The full class is now:

(ns com.vxcompany.clojuremvc.UrlHandlerMappingPrototype
    :extends ...     
    :post-init post-init)
  (:import ...))

(defn -post-init [this]
    (.registerHandler this "/index.html"
      (proxy [AbstractController] []
        (handleRequestInternal [request response]
          (ModelAndView. "index" "info" "Clojure has done it!"))))
    (.registerHandler this "/another.html"
      (proxy [AbstractController] []
        (handleRequestInternal [request response]
          (ModelAndView. "another" "info" "Clojure has done it again!"))))))

Remember that instance methods (like -post-init) take this as their first argument.

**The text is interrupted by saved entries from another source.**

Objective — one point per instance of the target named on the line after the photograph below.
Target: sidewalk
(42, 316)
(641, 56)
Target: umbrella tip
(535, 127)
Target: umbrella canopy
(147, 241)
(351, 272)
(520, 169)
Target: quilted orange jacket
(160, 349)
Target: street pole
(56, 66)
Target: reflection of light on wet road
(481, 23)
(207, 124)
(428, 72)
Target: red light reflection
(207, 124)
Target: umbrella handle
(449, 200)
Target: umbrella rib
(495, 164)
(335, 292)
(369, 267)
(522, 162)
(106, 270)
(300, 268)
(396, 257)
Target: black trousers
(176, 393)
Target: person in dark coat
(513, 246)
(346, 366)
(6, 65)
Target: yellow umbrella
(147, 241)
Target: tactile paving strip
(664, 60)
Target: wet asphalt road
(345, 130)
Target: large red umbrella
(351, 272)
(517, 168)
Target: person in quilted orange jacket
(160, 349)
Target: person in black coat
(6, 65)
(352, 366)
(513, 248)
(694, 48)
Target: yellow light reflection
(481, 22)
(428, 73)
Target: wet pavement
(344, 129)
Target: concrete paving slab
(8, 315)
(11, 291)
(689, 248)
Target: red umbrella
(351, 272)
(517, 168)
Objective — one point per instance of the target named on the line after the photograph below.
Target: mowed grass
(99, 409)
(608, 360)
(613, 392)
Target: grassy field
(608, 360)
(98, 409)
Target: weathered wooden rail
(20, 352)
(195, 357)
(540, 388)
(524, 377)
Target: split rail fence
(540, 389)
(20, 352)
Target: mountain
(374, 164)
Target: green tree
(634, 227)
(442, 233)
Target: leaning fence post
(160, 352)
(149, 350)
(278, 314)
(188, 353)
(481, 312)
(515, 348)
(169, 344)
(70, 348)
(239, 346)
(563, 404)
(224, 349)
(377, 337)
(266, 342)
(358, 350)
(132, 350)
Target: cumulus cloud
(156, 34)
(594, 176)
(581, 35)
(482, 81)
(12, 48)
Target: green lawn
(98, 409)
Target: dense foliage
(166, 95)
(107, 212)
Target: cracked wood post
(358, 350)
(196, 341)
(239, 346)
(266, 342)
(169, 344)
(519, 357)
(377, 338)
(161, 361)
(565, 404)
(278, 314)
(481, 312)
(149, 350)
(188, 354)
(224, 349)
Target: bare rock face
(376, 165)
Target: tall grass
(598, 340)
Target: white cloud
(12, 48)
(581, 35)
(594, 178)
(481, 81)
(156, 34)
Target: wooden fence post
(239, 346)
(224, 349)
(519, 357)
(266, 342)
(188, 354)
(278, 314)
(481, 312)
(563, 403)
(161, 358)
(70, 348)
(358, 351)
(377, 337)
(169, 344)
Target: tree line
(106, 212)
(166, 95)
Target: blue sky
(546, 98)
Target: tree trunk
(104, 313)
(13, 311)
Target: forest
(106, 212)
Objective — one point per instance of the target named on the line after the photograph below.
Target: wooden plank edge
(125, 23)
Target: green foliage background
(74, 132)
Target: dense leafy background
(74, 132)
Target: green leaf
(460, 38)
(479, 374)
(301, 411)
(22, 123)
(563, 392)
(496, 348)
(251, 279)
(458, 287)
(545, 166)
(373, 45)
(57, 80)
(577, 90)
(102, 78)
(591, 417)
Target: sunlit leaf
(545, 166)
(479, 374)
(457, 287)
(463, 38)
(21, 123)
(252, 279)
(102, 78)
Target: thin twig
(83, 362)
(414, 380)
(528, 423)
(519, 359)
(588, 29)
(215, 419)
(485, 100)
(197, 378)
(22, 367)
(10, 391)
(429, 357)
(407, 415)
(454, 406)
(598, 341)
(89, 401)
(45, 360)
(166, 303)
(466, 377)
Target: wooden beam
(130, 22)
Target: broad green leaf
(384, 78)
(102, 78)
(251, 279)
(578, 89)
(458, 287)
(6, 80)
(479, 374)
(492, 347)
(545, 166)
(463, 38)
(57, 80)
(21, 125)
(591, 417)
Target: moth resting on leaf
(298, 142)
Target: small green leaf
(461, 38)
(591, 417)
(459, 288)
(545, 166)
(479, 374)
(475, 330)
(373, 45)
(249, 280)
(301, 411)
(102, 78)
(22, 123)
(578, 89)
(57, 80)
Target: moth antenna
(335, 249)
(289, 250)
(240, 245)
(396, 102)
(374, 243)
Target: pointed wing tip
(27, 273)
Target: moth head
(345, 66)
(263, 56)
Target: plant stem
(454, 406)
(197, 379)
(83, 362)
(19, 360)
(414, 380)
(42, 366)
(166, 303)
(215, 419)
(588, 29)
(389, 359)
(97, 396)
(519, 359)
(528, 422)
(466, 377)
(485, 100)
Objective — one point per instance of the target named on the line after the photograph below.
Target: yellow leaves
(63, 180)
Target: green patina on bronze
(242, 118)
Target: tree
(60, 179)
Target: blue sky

Glueing the pieces together

We wrote the implementation for the UrlHandlerMapping. We still have to create a Spring MVC project, with the UrlHandlerMapping in it. In Netbeans, using the Enclojure plugin, I did:

  1. Create a new Clojure project. Include the Spring Framework, Spring Web MVC and Servlet-API libraries. Define the single class UrlHandlerMappingPrototype.
  2. Create a separate Spring MVC project. Include the Clojure library, and the library (compiled jar) for the Clojure project. Create two views index.jsp and another.jsp, that show the contents of the variable ${info}. In your web.xml include the dispatcher servlet. In the dispatcher-servlet.xml set up an InternalViewResolver.
  3. Tell the Dispatcher Servlet to use the UrlHandlerMappingPrototype. Remove other UrlHandlerMappings. Include the following in your dispatcher-servlet.xml:
<bean class="com.vxcompany.clojuremvc.UrlHandlerMappingPrototype"/>

That’s right. A single line in your dispatcher-servlet.xml does everything. Now run the application and surf to ../index.html and ../another.html, and see that it works.

Is that it?

This is just the beginning. The Clojure code we wrote is very verbose. It does not look as nice as the annotated Java method we had earlier at all! The next step is to put the boilerplate code in a reusable element, so we can just specify the url pattern and the handler method. In Java, we used existing classes and annotations as reusable elements. In Clojure, we have something much better. I’ll use the above code as an example why Clojure’s macros are so powerful. But that’s something for another post. In the meantime, enjoy writing your controller methods in Clojure!